Backend Development 17 min read

Improving Cache Invalidation and Consistency at Scale

Meta engineers describe the challenges of cache invalidation and consistency in large‑scale distributed systems, explain why stale caches are problematic, present their Polaris observability service and consistency‑tracking techniques, and detail how they raised TAO’s cache consistency from six‑nines to ten‑nines.

High Availability Architecture

Jun 24, 2022

Improving Cache Invalidation and Consistency at Scale

Caching reduces latency, improves read‑heavy workload scalability, and saves cost, but cache invalidation and consistency are notoriously hard problems. Phil Karlton famously said that the only two hard things in computer science are cache invalidation and naming. Meta operates some of the world’s largest caches (TAO and Memcache) and has improved TAO’s consistency from 99.9999% (six nines) to 99.99999999% (ten nines).

Definition of Cache Invalidation and Consistency

Cache invalidation is the process of actively expiring stale cache entries when the underlying data source changes. If handled incorrectly, stale values can persist indefinitely, leading to inconsistency between cache and source.

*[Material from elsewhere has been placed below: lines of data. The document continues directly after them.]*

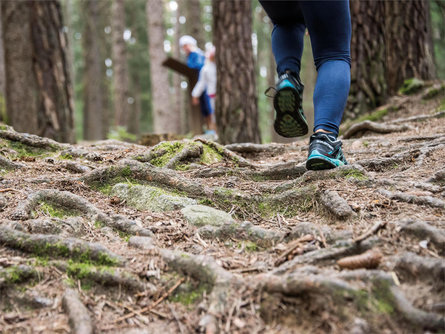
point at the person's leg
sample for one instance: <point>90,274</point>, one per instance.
<point>287,34</point>
<point>329,26</point>
<point>287,47</point>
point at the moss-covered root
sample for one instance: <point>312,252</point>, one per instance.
<point>57,246</point>
<point>336,204</point>
<point>64,203</point>
<point>64,200</point>
<point>241,231</point>
<point>206,271</point>
<point>16,274</point>
<point>356,129</point>
<point>147,173</point>
<point>8,164</point>
<point>239,160</point>
<point>78,315</point>
<point>422,230</point>
<point>101,275</point>
<point>32,140</point>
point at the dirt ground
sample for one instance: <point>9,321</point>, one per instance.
<point>79,255</point>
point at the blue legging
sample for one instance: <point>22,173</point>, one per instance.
<point>329,25</point>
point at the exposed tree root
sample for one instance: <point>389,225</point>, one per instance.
<point>438,177</point>
<point>349,172</point>
<point>8,164</point>
<point>76,168</point>
<point>79,317</point>
<point>241,231</point>
<point>336,204</point>
<point>147,173</point>
<point>57,246</point>
<point>280,171</point>
<point>71,202</point>
<point>358,128</point>
<point>250,148</point>
<point>32,140</point>
<point>413,267</point>
<point>326,254</point>
<point>415,316</point>
<point>17,274</point>
<point>419,200</point>
<point>105,276</point>
<point>219,281</point>
<point>239,160</point>
<point>422,230</point>
<point>418,118</point>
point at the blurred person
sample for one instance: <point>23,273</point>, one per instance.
<point>207,83</point>
<point>329,26</point>
<point>196,60</point>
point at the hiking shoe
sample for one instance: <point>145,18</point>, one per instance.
<point>324,152</point>
<point>287,101</point>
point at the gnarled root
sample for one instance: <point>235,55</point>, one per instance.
<point>373,127</point>
<point>419,200</point>
<point>54,245</point>
<point>79,317</point>
<point>422,230</point>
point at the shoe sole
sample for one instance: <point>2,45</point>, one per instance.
<point>288,121</point>
<point>320,162</point>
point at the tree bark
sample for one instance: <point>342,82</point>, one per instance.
<point>193,25</point>
<point>120,67</point>
<point>38,85</point>
<point>391,42</point>
<point>236,102</point>
<point>164,119</point>
<point>93,90</point>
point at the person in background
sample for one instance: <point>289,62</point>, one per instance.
<point>329,25</point>
<point>196,60</point>
<point>207,83</point>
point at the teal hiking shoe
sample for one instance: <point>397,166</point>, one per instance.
<point>287,101</point>
<point>324,152</point>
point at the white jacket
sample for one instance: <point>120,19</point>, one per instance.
<point>207,80</point>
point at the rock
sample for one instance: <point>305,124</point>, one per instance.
<point>141,242</point>
<point>150,198</point>
<point>201,215</point>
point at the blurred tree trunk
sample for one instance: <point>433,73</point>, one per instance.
<point>120,67</point>
<point>38,85</point>
<point>165,120</point>
<point>93,90</point>
<point>2,75</point>
<point>236,102</point>
<point>391,42</point>
<point>193,24</point>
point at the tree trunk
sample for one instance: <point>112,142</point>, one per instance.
<point>164,119</point>
<point>120,68</point>
<point>236,103</point>
<point>3,117</point>
<point>193,25</point>
<point>38,86</point>
<point>391,42</point>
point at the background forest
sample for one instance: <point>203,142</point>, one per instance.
<point>111,54</point>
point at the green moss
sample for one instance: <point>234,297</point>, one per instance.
<point>411,86</point>
<point>56,211</point>
<point>210,155</point>
<point>66,156</point>
<point>26,151</point>
<point>169,150</point>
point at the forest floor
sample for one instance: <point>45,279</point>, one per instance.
<point>190,236</point>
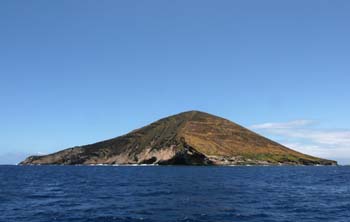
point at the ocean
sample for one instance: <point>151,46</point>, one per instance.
<point>174,193</point>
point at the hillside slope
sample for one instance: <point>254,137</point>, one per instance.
<point>189,138</point>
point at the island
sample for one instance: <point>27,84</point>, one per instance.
<point>188,138</point>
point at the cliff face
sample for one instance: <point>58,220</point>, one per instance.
<point>189,138</point>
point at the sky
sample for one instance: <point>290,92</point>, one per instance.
<point>77,72</point>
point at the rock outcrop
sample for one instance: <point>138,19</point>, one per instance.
<point>189,138</point>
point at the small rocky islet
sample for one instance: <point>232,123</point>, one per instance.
<point>188,138</point>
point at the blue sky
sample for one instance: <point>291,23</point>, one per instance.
<point>76,72</point>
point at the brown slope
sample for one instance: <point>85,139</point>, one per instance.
<point>187,138</point>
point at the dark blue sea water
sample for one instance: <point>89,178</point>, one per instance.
<point>86,193</point>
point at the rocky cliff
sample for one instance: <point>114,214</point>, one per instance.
<point>189,138</point>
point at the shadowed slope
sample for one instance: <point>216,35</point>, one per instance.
<point>193,138</point>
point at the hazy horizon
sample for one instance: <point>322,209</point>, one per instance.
<point>76,72</point>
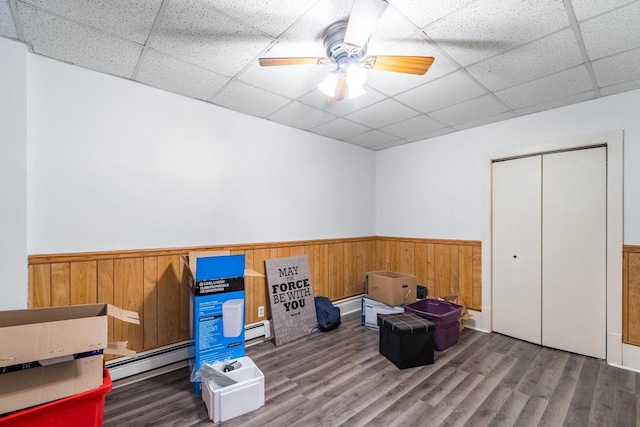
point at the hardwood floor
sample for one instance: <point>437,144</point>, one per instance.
<point>339,378</point>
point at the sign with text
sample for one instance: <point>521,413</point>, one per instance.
<point>291,297</point>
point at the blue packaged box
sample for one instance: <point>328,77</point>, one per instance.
<point>217,309</point>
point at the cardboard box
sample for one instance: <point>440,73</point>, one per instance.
<point>390,287</point>
<point>52,336</point>
<point>216,307</point>
<point>371,308</point>
<point>31,387</point>
<point>246,395</point>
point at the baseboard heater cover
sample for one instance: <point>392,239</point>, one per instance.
<point>173,354</point>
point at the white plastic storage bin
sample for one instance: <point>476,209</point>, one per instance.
<point>231,401</point>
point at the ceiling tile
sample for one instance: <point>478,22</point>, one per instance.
<point>537,59</point>
<point>248,99</point>
<point>469,111</point>
<point>381,114</point>
<point>305,36</point>
<point>619,68</point>
<point>612,32</point>
<point>433,134</point>
<point>585,9</point>
<point>485,121</point>
<point>269,16</point>
<point>177,76</point>
<point>547,89</point>
<point>340,129</point>
<point>317,99</point>
<point>202,35</point>
<point>418,125</point>
<point>7,26</point>
<point>556,103</point>
<point>129,19</point>
<point>301,116</point>
<point>59,38</point>
<point>392,27</point>
<point>448,90</point>
<point>622,87</point>
<point>422,13</point>
<point>290,81</point>
<point>388,145</point>
<point>394,83</point>
<point>485,28</point>
<point>371,139</point>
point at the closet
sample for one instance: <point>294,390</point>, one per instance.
<point>549,249</point>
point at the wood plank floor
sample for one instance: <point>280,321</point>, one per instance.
<point>339,379</point>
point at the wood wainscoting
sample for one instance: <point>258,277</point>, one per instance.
<point>631,295</point>
<point>445,267</point>
<point>153,283</point>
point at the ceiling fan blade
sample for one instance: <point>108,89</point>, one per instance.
<point>268,62</point>
<point>399,64</point>
<point>365,15</point>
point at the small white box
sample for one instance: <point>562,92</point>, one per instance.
<point>231,401</point>
<point>371,308</point>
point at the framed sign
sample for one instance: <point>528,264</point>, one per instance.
<point>291,298</point>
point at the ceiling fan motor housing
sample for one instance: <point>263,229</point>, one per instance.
<point>333,40</point>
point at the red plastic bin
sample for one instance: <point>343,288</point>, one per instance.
<point>80,410</point>
<point>446,316</point>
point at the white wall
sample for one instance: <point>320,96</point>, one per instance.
<point>434,188</point>
<point>13,176</point>
<point>117,165</point>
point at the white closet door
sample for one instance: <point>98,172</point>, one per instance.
<point>516,258</point>
<point>574,251</point>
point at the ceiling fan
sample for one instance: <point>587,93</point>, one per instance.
<point>345,42</point>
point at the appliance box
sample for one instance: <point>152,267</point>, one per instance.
<point>217,314</point>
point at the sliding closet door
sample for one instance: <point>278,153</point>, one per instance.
<point>574,251</point>
<point>516,257</point>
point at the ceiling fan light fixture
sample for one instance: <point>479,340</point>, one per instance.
<point>328,85</point>
<point>365,15</point>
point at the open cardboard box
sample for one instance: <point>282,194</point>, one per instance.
<point>53,336</point>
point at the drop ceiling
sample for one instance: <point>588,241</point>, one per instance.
<point>494,59</point>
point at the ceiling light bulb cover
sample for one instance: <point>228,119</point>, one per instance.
<point>364,18</point>
<point>328,85</point>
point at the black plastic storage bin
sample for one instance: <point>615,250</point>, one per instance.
<point>446,316</point>
<point>406,339</point>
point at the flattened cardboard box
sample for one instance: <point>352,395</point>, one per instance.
<point>43,334</point>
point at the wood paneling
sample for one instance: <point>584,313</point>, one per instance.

Invalidation requires an external program (client or subsystem) to notify the cache of data changes; simple TTL‑based expiration is out of scope.

Why Consistency Matters

In some cases, cache inconsistency is as severe as data loss from the database. Meta’s TAO service once suffered from “brain split” when different replicas stored divergent user messages after a region move, illustrating the user‑visible impact of stale caches.

Cache Invalidation Model

Static caches (e.g., simplified CDNs) have immutable data and no active invalidation. Dynamic caches like TAO and Memcache experience reads (cache fills) and writes (invalidations) on the same path, creating race conditions and making it difficult to track every state change.

TAO processes billions of queries daily; even with a 99% hit rate, it performs over 10 trillion cache fills per day, making exhaustive logging impractical.

Observability for Consistency

To address these challenges, Meta built Polaris , a service that measures cache consistency and alerts on violations without false positives. Polaris treats any observable anomaly to the client as a real error and focuses on invariants such as “cache eventually matches the database.”

Polaris queries all cache replicas after receiving an invalidation event to verify consistency, reporting violations on multiple time scales (e.g., 1 min, 5 min, 10 min). It also delays expensive database checks until a violation persists across a time‑scale boundary, reducing load on the primary store.

Polaris provides metrics like “N‑nine cache writes are consistent within M minutes.” Using this, Meta reports that 99.99999999% of TAO writes are consistent within five minutes—fewer than one inconsistency per ten billion writes.

Consistency Tracing

Polaris records cache mutations only during windows where inconsistencies are likely, capturing a “purple window” of competing writes and invalidations. This tracing is embedded in major cache services, buffers recent modifications, and supports code‑path tracing.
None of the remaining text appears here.